First thing is that you appreciate what God has done for you. Verses 2 through 13, read them sometimes, but here’s what he does. He just goes through and he reminds all the people, “God has done this, and He has done this, and He has done this. And as we remember what God has done for us, it puts Him back on the position of glory in our lives.”
That’s why we do what we do here. We get together and we celebrate who God is and what He has done for us, how He has delivered us from hell, that He has filled us with the Holy Spirit and given us the promise of salvation. And as we do that, He becomes what is most important.

The other thing he does is He challenges the people to recognize who God is. You appreciate what God has done, you recognize who He is. Verse 19, he speaks of God as being holy and God as being jealous. And as you recognize who God is, then He becomes the One you worship. I rather like that, in fact, as a definition of worship. Worship is our response to God for who He is and what He has done for us.

The third thing Joshua does is he challenges the people to smash all other gods. And if you look at verse 23, he says, “Throw away the foreign gods that are among you and yield your hearts to the Lord, the God of Israel.” He calls the people to complete surrender.

He says, “You just need to turn your lives completely over to God.”

We are going to worship and we are going to praise God for who He is and for what He has done for us. And this time of worship, I hope will be a way of you smashing some other gods and putting the Lord God on the throne of your heart.

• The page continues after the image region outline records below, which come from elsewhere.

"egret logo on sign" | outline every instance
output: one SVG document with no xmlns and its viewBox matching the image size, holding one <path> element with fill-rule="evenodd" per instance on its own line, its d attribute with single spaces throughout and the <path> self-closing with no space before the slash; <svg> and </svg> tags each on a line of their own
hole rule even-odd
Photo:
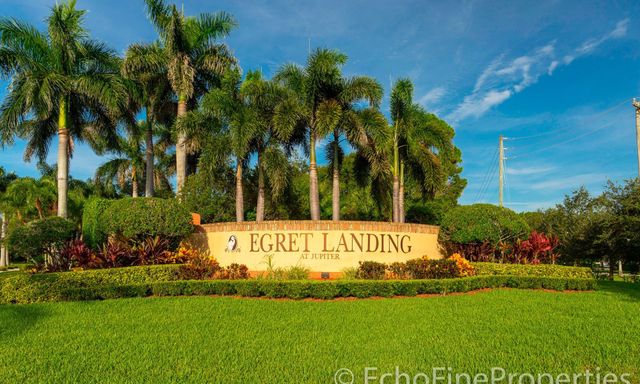
<svg viewBox="0 0 640 384">
<path fill-rule="evenodd" d="M 227 248 L 224 250 L 225 252 L 240 252 L 240 247 L 238 246 L 238 238 L 236 235 L 229 236 L 229 240 L 227 241 Z"/>
</svg>

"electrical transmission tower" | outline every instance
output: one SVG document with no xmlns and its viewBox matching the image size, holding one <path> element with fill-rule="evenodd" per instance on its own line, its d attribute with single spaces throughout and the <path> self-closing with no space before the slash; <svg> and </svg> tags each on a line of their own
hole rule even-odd
<svg viewBox="0 0 640 384">
<path fill-rule="evenodd" d="M 640 102 L 634 98 L 632 104 L 636 109 L 636 147 L 638 151 L 638 176 L 640 177 Z"/>
<path fill-rule="evenodd" d="M 500 135 L 498 149 L 498 205 L 504 206 L 504 136 Z"/>
</svg>

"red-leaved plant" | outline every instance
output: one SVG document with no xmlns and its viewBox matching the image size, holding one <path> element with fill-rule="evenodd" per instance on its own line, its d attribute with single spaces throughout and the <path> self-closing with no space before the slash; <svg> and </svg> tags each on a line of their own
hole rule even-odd
<svg viewBox="0 0 640 384">
<path fill-rule="evenodd" d="M 554 249 L 558 246 L 558 238 L 533 231 L 526 240 L 518 240 L 508 255 L 512 263 L 518 264 L 554 264 L 558 255 Z"/>
</svg>

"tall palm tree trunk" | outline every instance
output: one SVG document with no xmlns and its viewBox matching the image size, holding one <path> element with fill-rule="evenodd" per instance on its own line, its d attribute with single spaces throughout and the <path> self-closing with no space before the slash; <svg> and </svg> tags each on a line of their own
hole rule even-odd
<svg viewBox="0 0 640 384">
<path fill-rule="evenodd" d="M 187 99 L 184 96 L 180 96 L 178 100 L 178 118 L 187 114 Z M 184 133 L 178 133 L 176 140 L 176 180 L 177 188 L 176 194 L 180 195 L 182 187 L 187 177 L 187 138 Z"/>
<path fill-rule="evenodd" d="M 397 135 L 397 134 L 396 134 Z M 397 136 L 396 136 L 397 137 Z M 400 173 L 400 166 L 399 166 L 399 153 L 398 153 L 398 142 L 397 140 L 394 141 L 393 144 L 393 222 L 397 223 L 399 222 L 400 219 L 400 215 L 399 215 L 399 208 L 400 208 L 400 180 L 398 178 L 398 174 Z"/>
<path fill-rule="evenodd" d="M 60 99 L 58 116 L 58 216 L 67 217 L 67 187 L 69 181 L 69 130 L 67 101 Z"/>
<path fill-rule="evenodd" d="M 244 195 L 242 192 L 242 161 L 236 165 L 236 221 L 244 221 Z"/>
<path fill-rule="evenodd" d="M 400 162 L 400 186 L 398 188 L 398 221 L 404 223 L 404 161 Z"/>
<path fill-rule="evenodd" d="M 320 194 L 318 193 L 318 168 L 316 165 L 316 134 L 309 138 L 309 204 L 311 220 L 320 220 Z"/>
<path fill-rule="evenodd" d="M 147 107 L 147 132 L 145 135 L 145 177 L 144 177 L 144 195 L 153 197 L 153 117 L 151 116 L 151 108 Z"/>
<path fill-rule="evenodd" d="M 7 267 L 9 266 L 9 251 L 4 244 L 4 239 L 7 237 L 8 222 L 5 213 L 0 212 L 0 220 L 2 221 L 0 226 L 0 267 Z"/>
<path fill-rule="evenodd" d="M 264 170 L 262 169 L 262 151 L 258 151 L 258 201 L 256 203 L 256 221 L 264 220 Z"/>
<path fill-rule="evenodd" d="M 131 197 L 138 197 L 138 171 L 135 165 L 131 166 Z"/>
<path fill-rule="evenodd" d="M 331 202 L 333 205 L 333 221 L 340 221 L 340 158 L 338 156 L 338 132 L 333 132 L 333 190 Z"/>
</svg>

Please understand that when we worship, this is something that we give to God. It’s our response to Him. This is not for you. It concerns me when I hear people talk about worship as something done for their pleasure and their enjoyment.

And quite frankly, that attitude is offensive to God. And so, we will worship Him, we will give Him our glory. But I want to do, I do want to say something to those of you who are maybe like some of the Israelites. You’ve got these false gods that you have held onto.

You need to choose. Who is it that you will worship? Who really is your God?